Democracy is often described as a system which is of the people, by the people and for the people. So, democracy is something that belongs to the people; is determined by the people; and the people reap, if any, the fruits of democracy. Ideally, “people” should imply all people in a democracy, and—ideally, again—democracy should touch each one in such a way that everyone is happy, satisfied and enjoying the fruits of it. But is that ever the case? Aren’t there still instances of certain people being considered as lesser people even in a democracy? What explains the inequality in a system that claims to see everyone as one?

The late Kannada writer Lakshman’s Samboli! Beware! might have an answer to such questions. Lakshman was Dalit, born into the Madiga caste. The people of the Madiga caste have traditionally been associated with working with leather—tanning, making footwear, and so on. In a society obsessed with purity and superiority of one’s caste, the Madiga people were considered to be untouchables. The word samboli means “beware” or “watch out”. During Lakshman’s childhood, the Madiga people had to call out “samboli” as they walked on the streets to warn other people of their presence so that those from castes higher than the Madigas may not be polluted by the touch or mere presence of the Madiga people.

The memories Lakshman has shared in Samboli! Beware! might have a lesson for our choice of representatives we elect: ones who not only speak of equality but actually practise it, and who—this might be a difficult wish—do not believe in the notions of purity and superiority.

Hansda Sowvendra Shekhar writes in English; and translates into English from Santali, Hindi, and Bengali.

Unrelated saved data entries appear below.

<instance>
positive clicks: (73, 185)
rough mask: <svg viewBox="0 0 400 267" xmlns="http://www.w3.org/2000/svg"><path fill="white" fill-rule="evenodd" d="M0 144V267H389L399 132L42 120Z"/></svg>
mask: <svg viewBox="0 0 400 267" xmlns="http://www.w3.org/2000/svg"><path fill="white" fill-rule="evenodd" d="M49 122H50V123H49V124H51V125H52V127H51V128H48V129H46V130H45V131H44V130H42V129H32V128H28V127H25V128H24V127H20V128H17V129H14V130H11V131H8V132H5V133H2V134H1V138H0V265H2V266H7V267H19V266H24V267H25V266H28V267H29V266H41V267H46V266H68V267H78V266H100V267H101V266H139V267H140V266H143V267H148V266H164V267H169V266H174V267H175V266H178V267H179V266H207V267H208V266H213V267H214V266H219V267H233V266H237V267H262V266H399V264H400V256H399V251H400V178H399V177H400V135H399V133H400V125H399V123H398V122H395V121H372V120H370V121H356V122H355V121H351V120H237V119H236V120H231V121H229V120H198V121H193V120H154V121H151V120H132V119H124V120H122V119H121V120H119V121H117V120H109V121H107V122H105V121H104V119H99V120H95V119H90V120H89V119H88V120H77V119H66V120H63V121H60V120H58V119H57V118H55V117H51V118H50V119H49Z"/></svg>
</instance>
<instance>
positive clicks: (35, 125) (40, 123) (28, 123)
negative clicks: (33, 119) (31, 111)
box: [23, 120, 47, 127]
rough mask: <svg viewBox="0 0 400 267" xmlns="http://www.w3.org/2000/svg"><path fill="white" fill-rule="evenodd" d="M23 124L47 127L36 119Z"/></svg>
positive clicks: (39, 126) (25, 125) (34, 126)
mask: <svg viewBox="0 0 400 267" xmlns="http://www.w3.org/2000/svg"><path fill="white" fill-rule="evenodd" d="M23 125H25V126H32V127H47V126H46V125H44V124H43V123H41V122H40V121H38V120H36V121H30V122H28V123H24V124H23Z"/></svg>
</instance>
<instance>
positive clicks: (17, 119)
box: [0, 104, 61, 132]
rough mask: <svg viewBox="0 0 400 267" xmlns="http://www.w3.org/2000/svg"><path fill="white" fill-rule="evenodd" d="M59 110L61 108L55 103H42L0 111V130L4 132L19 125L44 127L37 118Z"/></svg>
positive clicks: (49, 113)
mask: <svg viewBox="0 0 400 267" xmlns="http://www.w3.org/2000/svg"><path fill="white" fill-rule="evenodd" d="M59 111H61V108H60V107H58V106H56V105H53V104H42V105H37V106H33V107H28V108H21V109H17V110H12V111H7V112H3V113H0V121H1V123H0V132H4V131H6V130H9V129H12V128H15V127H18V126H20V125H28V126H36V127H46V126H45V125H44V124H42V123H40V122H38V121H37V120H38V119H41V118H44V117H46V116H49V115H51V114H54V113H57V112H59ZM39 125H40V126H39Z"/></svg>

His books are My Father’s Garden, The Adivasi Will Not Dance, and The Mysterious Ailment of Rupi Baskey.

Also Read: Show a little kindness to lower the temperature

QUESTION ASSERTIONS

Gujarati writer Darshak showed us why resistance is crucial
—Salil Tripathi

Gujarat’s literary universe is filled with amazing works such as Narmadashankar Dave’s patriotic poetry, Govardhanram Tripathi’s aesthetic vision of an ideal village, Mohandas Gandhi’s constant self-examination in his search for the truth, Kanaiyalal Munshi’s vivid imagining of our past, and Umashankar Joshi’s humanist poetry. Yet, one novelist stands apart, with his modernist vision and commitment to democratic ideals. That is Manubhai Pancholi who wrote as “Darshak”. An educationist committed to rural life, Darshak wrote many books, including interpretations of Sanskrit classics, essays on village life and development, and Gujarat’s culture.

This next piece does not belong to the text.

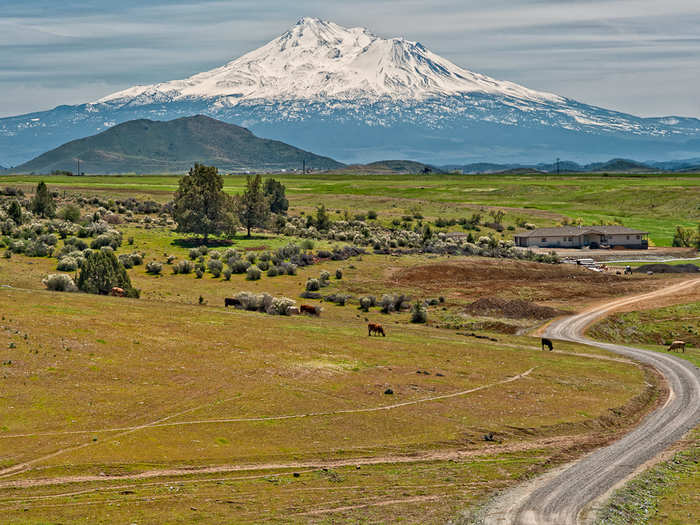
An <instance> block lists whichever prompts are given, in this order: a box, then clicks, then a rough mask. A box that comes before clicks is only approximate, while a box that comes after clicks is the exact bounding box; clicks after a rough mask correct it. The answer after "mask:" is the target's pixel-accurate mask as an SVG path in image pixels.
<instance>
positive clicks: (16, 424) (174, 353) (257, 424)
mask: <svg viewBox="0 0 700 525" xmlns="http://www.w3.org/2000/svg"><path fill="white" fill-rule="evenodd" d="M38 180H39V178H38V177H37V178H35V177H3V178H1V179H0V186H5V185H13V186H16V185H22V186H24V187H25V188H26V189H30V188H31V187H33V186H35V185H36V182H37V181H38ZM46 180H47V182H48V184H49V188H50V189H51V190H54V191H58V192H59V194H63V192H65V193H66V194H71V195H72V194H76V193H80V194H81V195H83V196H87V195H99V196H101V197H102V198H111V199H119V198H124V197H135V198H139V199H144V198H148V199H155V200H158V201H160V202H165V201H167V200H169V199H170V198H171V194H172V191H173V189H174V188H175V187H176V184H177V178H175V177H165V176H163V177H136V176H122V177H81V178H76V177H46ZM280 180H282V182H283V183H284V184H285V185H286V186H287V193H288V196H289V198H290V205H291V213H293V214H300V213H301V212H304V213H309V212H311V211H312V210H313V209H314V208H315V207H316V206H317V205H319V204H321V203H325V204H326V205H327V206H328V208H329V210H331V211H332V212H333V214H332V218H338V215H337V213H336V212H337V211H338V210H339V211H341V212H342V211H345V210H349V211H350V212H351V213H360V212H364V213H366V212H367V211H369V210H376V211H377V212H378V215H379V220H380V221H383V222H385V223H389V222H391V221H392V220H393V219H394V218H401V217H402V216H404V215H406V214H408V213H411V210H413V211H416V210H420V213H421V214H422V215H423V216H424V217H425V218H426V219H427V220H435V219H436V218H437V217H448V218H449V217H461V216H464V215H470V214H471V213H474V212H479V211H480V210H481V208H482V207H485V208H484V209H485V210H488V209H489V208H488V207H490V206H494V207H498V208H499V209H505V211H506V220H505V223H506V224H511V222H510V221H513V222H514V220H515V217H523V218H525V219H527V220H528V221H531V222H535V223H536V224H540V225H550V224H554V223H556V222H558V221H559V220H561V219H562V218H563V217H564V216H568V217H571V218H575V217H583V216H584V215H583V211H584V209H586V206H585V205H584V202H585V200H586V199H591V201H590V202H594V201H595V202H598V204H597V206H596V207H595V208H594V207H593V206H589V207H590V209H589V210H588V212H587V213H589V214H590V215H587V216H586V217H589V218H590V220H601V219H602V220H607V218H615V217H617V218H623V220H624V222H625V224H626V225H628V226H637V227H640V226H641V225H642V224H645V222H644V221H647V223H648V224H650V225H651V226H650V230H651V228H652V227H653V228H654V231H656V232H657V235H658V236H657V239H659V242H663V240H664V239H665V238H667V236H668V234H669V233H670V230H668V227H669V225H671V224H674V225H675V223H677V222H678V221H684V223H685V224H688V225H692V224H693V223H694V222H693V221H697V218H698V210H697V209H694V211H693V210H690V211H688V213H687V214H685V213H684V214H683V215H682V216H681V217H679V216H678V215H677V214H676V215H674V214H673V213H672V212H673V209H674V208H675V210H676V211H677V210H678V206H677V205H674V204H673V201H674V199H676V201H675V202H676V203H677V202H679V201H678V199H680V202H685V199H687V200H688V202H690V201H693V199H695V200H694V201H693V202H695V204H697V196H698V191H700V190H698V185H697V182H698V181H700V179H694V178H692V177H690V176H688V177H685V178H683V177H661V178H658V179H655V178H651V177H626V178H624V180H623V179H622V178H617V177H609V178H607V177H590V178H588V177H583V176H582V177H572V178H567V177H560V178H558V179H555V178H544V177H534V178H521V177H463V176H459V177H457V176H429V177H423V178H418V177H404V176H397V177H357V176H325V175H324V176H323V177H321V176H315V175H312V176H306V177H302V176H293V177H292V176H283V177H280ZM225 182H226V189H227V190H228V191H231V192H237V191H240V189H241V188H242V185H243V183H244V178H242V177H233V176H230V177H226V178H225ZM598 183H599V185H598ZM632 184H634V185H636V186H634V187H635V188H643V191H645V192H648V193H649V194H650V195H656V196H657V197H658V200H657V201H655V206H656V208H655V211H654V212H650V209H649V208H648V206H647V205H645V204H644V203H643V202H642V201H641V200H640V199H639V198H636V199H633V198H621V197H620V196H622V195H627V194H628V193H629V192H630V191H631V190H630V187H631V185H632ZM575 188H578V189H575ZM585 188H588V189H585ZM32 189H33V188H32ZM640 191H642V190H640ZM548 192H549V193H548ZM577 192H578V193H577ZM547 195H549V197H547ZM575 196H576V197H575ZM691 204H692V203H691ZM615 206H618V207H617V208H615ZM620 206H621V207H620ZM645 206H647V207H645ZM689 206H690V205H689ZM689 209H690V207H689ZM81 211H82V212H83V214H88V215H89V214H92V213H94V212H95V207H94V206H92V207H91V206H86V207H85V208H84V209H82V210H81ZM623 214H626V215H623ZM637 220H638V221H640V223H639V224H638V223H635V222H634V221H637ZM114 227H115V228H117V229H119V231H120V232H121V233H122V236H123V240H124V242H123V244H122V246H120V247H119V248H118V250H117V253H118V254H128V253H132V252H140V253H141V254H142V255H143V264H140V265H136V266H134V267H133V268H131V269H129V270H128V274H129V276H130V278H131V281H132V283H133V285H134V286H135V287H136V288H138V289H140V291H141V297H140V299H126V298H118V297H108V296H97V295H88V294H82V293H59V292H50V291H47V290H46V288H45V286H44V285H43V284H42V279H43V278H44V276H46V275H47V274H50V273H56V264H57V260H56V258H50V257H27V256H25V255H23V254H19V253H15V254H11V255H10V256H9V257H7V258H5V257H3V258H0V516H2V519H0V521H3V520H4V521H7V522H11V523H27V524H38V523H54V522H56V523H69V522H75V521H79V520H87V521H89V522H90V523H139V524H142V523H163V522H167V523H220V522H235V523H287V522H300V523H338V522H353V523H378V522H380V523H381V522H388V521H391V522H404V523H421V524H423V523H443V522H445V521H447V520H449V519H450V518H452V517H455V516H456V515H457V514H458V513H459V512H460V511H462V510H464V509H465V508H467V507H469V506H471V505H474V504H477V503H479V502H482V501H483V500H484V499H485V498H487V497H488V496H489V495H490V494H492V493H493V491H495V490H497V489H500V488H504V487H507V486H510V485H512V484H514V483H516V482H517V481H519V480H522V479H526V478H528V477H530V476H533V475H535V474H537V473H538V472H540V471H542V470H543V469H545V468H547V467H548V466H551V465H554V464H558V463H560V462H563V461H567V460H570V459H572V458H574V457H577V456H578V455H580V454H581V453H583V452H585V451H587V450H589V449H590V448H591V447H594V446H597V445H600V444H602V443H605V442H606V441H608V440H610V439H613V438H614V437H615V436H616V435H617V434H618V433H619V432H623V431H625V430H626V429H627V428H629V427H630V426H632V425H633V424H634V423H635V422H636V421H638V419H639V417H641V416H642V415H643V414H644V413H645V411H646V410H647V409H649V407H650V406H651V405H652V404H653V402H654V400H655V397H656V389H655V388H654V385H653V383H654V378H653V376H651V375H650V374H648V373H647V372H646V371H645V370H644V369H642V368H641V367H639V366H637V365H635V364H634V363H632V362H629V361H626V360H624V359H619V358H618V357H615V356H613V355H612V354H609V353H608V352H606V351H604V350H600V349H595V348H591V347H587V346H584V345H579V344H574V343H566V342H559V341H557V342H556V348H555V350H556V351H555V352H551V353H550V352H542V351H541V350H540V346H539V339H537V338H534V337H530V336H528V333H529V332H530V331H531V330H532V329H533V328H535V327H537V326H538V325H540V324H542V323H543V322H545V320H544V319H540V318H537V319H535V318H530V317H528V316H527V315H526V314H523V315H522V316H520V317H516V318H513V317H507V316H505V315H504V316H500V315H498V314H497V313H494V312H484V313H483V315H482V314H479V313H478V312H477V313H474V312H473V311H470V313H467V311H466V309H467V307H469V306H470V305H472V303H474V302H476V301H478V300H480V299H483V298H499V299H502V300H507V301H516V302H517V301H525V302H528V303H536V304H537V305H542V306H546V307H549V308H551V309H552V312H553V313H552V314H551V315H552V316H556V315H565V314H567V313H571V312H575V311H578V310H580V309H582V308H584V307H586V306H588V305H591V304H594V303H599V302H601V301H604V300H606V299H609V298H613V297H619V296H622V295H626V294H631V293H641V292H644V291H648V290H649V289H652V288H655V287H661V286H664V285H665V284H666V283H667V279H676V278H678V276H662V277H659V276H647V275H636V274H635V275H633V276H622V275H619V276H618V275H614V274H597V273H594V272H590V271H588V270H585V269H582V268H580V267H575V266H574V265H551V264H543V263H537V262H532V261H523V260H506V259H495V258H494V259H491V258H485V257H466V256H449V255H435V254H420V253H410V254H404V255H401V256H397V255H395V254H378V253H371V250H368V252H369V253H366V254H363V255H360V256H356V257H351V258H350V259H347V260H342V261H341V260H338V261H332V260H327V259H323V260H320V261H317V264H313V265H310V266H306V267H299V268H298V273H297V274H296V275H280V276H276V277H268V276H266V275H263V277H262V278H261V279H260V280H254V281H248V280H246V276H245V275H244V274H234V275H232V276H231V277H230V280H226V279H224V278H223V277H221V278H214V277H213V275H212V274H211V273H210V272H206V273H205V274H204V275H203V276H202V277H201V278H197V277H196V276H195V275H194V274H175V273H173V271H172V267H173V264H172V261H171V264H168V263H167V262H166V261H167V260H168V258H169V257H170V258H173V259H175V261H178V260H184V259H188V256H189V250H190V247H191V246H192V245H193V244H192V243H191V242H188V241H189V240H188V239H185V238H184V237H183V236H182V235H181V234H179V233H176V232H175V231H174V230H173V228H172V226H167V225H163V224H162V223H159V224H156V222H155V221H153V220H151V218H150V217H149V218H148V221H146V218H145V217H140V216H136V217H135V218H134V220H131V221H129V222H122V223H120V224H115V225H114ZM457 228H458V226H457ZM506 233H507V232H506ZM292 242H293V243H298V242H300V239H297V238H293V237H285V236H283V235H276V234H272V233H269V232H256V233H255V235H254V236H253V237H252V238H250V239H246V238H244V237H241V236H236V237H235V238H233V239H231V240H230V241H227V244H226V245H225V246H221V247H214V248H212V247H210V249H216V250H221V251H222V250H224V249H226V248H227V247H229V246H230V247H232V248H235V249H236V250H238V251H240V252H244V253H245V254H259V253H261V252H264V251H273V250H275V249H276V248H279V247H282V246H285V245H287V244H288V243H292ZM63 243H64V241H63V240H59V241H58V244H57V245H56V247H55V249H56V251H58V250H60V249H61V247H62V246H63ZM336 244H342V243H337V242H329V241H315V245H314V249H315V250H318V249H321V248H323V249H329V248H331V247H332V246H333V245H336ZM194 245H196V244H194ZM150 261H159V262H162V263H163V271H162V274H161V275H151V274H148V273H147V272H146V269H145V265H146V263H147V262H150ZM336 270H341V271H342V278H337V277H336ZM322 271H328V272H329V273H330V275H331V278H330V281H329V285H328V286H327V287H325V288H324V289H323V290H322V291H323V294H324V295H327V294H332V293H334V294H344V295H348V296H350V299H349V300H348V302H347V303H346V304H345V305H344V306H339V305H336V304H333V303H331V302H328V301H321V300H317V299H301V298H300V296H299V295H300V293H301V292H302V291H303V290H304V287H305V283H306V281H307V279H308V278H317V277H319V275H320V273H321V272H322ZM240 291H250V292H255V293H261V292H266V293H269V294H272V295H274V296H285V297H289V298H292V299H294V300H296V301H297V303H298V304H301V303H308V304H310V305H318V306H321V307H322V309H323V310H322V312H321V315H320V316H319V317H312V316H291V317H287V316H272V315H266V314H263V313H258V312H247V311H242V310H236V309H233V308H229V309H227V308H225V307H224V299H225V298H227V297H233V296H235V294H236V293H238V292H240ZM369 294H372V295H375V296H377V297H381V296H382V295H383V294H405V295H406V296H410V297H411V298H413V299H414V300H415V299H421V300H422V299H434V301H433V302H432V303H431V306H429V307H428V322H427V323H425V324H413V323H411V322H410V317H411V314H410V312H408V311H406V310H399V311H397V312H394V313H390V314H383V313H381V312H380V310H379V308H378V307H373V308H370V309H369V311H367V312H365V311H362V310H360V309H359V308H358V298H359V297H361V296H365V295H369ZM438 297H439V298H440V299H439V300H438ZM518 304H520V303H518ZM370 321H371V322H378V323H381V324H382V325H383V326H384V328H385V331H386V334H387V336H386V337H374V336H373V337H371V338H370V337H368V335H367V323H368V322H370ZM475 336H478V337H475ZM650 385H651V386H650Z"/></svg>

Two novels stand out: the three-part Jher To Pidha Chhe Jaani Jaani (We Imbibed Poison Knowingly, published from the 1950s to the 1980s) and Socrates (1974). Both are expansive in their outlook. The former is an intricate tale set in a village, where the protagonist is a universalist who hasn’t let his life in a small village limit his engagement with the forces that shaped the 20th century. Prescient in its anticipation of the authoritarianism of the Emergency, Socrates is a masterpiece. It tells the story of the provocative Greek philosopher who asks probing questions of his students and society about the meaning of governance, politics and life, at a time when the Athenians and Spartans are at war with each other. Socrates questions, questions, questions, compelling his students and listeners to re-examine their beliefs, and encourages the spirit of defiance and dissent to pursue truth—the cornerstone of liberal democratic ideals. I was a teenager when the novel was published, serialised in a Gujarati newspaper, and read it at the urging of my mother. It strengthened my belief in debate and the need to challenge, and made me realise how important it was to doubt and question assertion. As India is in the midst of another era of darkness with the old certainties vanishing, resistance is crucial and commitment to core democratic values is critical: and in Socrates, Darshak showed us the way.

Salil Tripathi is a writer and human rights advocate whose forthcoming book The Gujaratis is being published by Aleph.